豊島区役所が、定義ファイルに依存しないアンチマルウェアソフトやネットワークフォレンジックツールを組み合わせたセキュリティシステムを構築、運用している。アンチマルウェアソフトなどを手掛けるFFRIが発表した。
同区では、2015年5月に現庁舎への移転を契機にITの運用体制を見直し、休日や夜間も稼働する業務システムについて有人による24時間体制の統合運用管理サービスを導入している。この一環として新たなセキュリティ対策の計画を策定し、「ログ管理や通信を全て見るフォレンジック」「未知マルウェア対策としてサンドボックスを利用した製品の採用」などが盛り込まれた。
多層防御で未知の脅威からの防御
セキュリティシステムは、FFRIの「FFRI yarai analyzer」やトーテックアメニティのパケットキャプチャ製品「NetRAPTOR」などで構成される。yarai analyzerは、未知のマルウェアを検出するエンジンを用いた仮想環境での動的解析が可能である点が評価されたという。同区ではメール通信の監視に利用している。

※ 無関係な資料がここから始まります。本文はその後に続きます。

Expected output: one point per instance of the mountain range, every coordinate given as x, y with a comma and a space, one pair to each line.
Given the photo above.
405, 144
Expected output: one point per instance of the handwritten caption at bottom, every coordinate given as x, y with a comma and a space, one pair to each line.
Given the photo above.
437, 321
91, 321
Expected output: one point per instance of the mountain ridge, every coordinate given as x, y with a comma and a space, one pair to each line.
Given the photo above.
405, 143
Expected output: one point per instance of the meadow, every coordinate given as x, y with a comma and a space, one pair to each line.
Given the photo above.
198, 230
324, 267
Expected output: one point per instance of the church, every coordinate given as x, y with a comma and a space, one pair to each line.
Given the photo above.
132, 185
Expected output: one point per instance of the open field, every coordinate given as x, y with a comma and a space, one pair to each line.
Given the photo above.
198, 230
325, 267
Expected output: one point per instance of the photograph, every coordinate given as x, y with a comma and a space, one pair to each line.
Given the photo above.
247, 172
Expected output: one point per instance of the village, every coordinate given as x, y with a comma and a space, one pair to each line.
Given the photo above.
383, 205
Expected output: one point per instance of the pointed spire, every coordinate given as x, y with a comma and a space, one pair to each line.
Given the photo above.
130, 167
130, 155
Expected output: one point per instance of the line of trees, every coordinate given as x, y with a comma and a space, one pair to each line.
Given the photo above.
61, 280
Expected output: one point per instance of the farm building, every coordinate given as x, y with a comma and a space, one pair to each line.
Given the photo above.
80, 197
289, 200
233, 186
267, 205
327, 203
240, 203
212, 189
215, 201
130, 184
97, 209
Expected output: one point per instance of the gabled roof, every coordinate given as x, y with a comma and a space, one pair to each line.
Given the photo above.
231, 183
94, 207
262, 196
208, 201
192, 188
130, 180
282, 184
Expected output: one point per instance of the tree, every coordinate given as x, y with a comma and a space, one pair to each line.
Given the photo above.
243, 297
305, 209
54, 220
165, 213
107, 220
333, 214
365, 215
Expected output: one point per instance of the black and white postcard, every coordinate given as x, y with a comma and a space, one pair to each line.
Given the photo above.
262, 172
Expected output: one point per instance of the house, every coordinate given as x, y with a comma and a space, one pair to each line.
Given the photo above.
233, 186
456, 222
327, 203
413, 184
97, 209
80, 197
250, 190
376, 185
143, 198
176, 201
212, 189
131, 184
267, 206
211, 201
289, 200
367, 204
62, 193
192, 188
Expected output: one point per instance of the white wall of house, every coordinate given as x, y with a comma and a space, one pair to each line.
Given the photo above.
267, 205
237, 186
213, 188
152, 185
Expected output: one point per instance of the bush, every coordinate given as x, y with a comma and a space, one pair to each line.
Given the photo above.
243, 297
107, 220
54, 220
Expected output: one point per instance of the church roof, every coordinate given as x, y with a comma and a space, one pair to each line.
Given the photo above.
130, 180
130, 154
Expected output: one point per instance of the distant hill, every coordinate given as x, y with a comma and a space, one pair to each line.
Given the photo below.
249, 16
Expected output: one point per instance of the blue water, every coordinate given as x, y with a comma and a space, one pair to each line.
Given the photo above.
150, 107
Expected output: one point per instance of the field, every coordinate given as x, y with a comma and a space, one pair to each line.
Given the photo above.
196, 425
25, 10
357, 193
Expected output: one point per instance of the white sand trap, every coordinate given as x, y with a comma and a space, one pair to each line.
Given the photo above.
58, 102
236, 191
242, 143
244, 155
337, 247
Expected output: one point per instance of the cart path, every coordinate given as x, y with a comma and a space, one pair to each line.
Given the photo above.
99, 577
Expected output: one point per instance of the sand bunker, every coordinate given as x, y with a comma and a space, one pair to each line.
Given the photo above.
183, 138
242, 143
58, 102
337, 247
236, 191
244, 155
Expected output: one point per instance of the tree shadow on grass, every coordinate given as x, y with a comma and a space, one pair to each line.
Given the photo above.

システムの運用開始後に、数件のマルウェアが検出されたが、統合運用管理サービスのヘルプデスク担当者が検出後すぐに庁舎内でFFRI yarai analyzerを使った解析を行い、情報管理課へ迅速に報告できたケースがあるという。この際のマルウェアは、大事故につながるようなものではなかったが、豊島区では今後、深刻なマルウェアが検知されても、外部に依頼することなく、スピーディに庁舎内で解析できるとしている。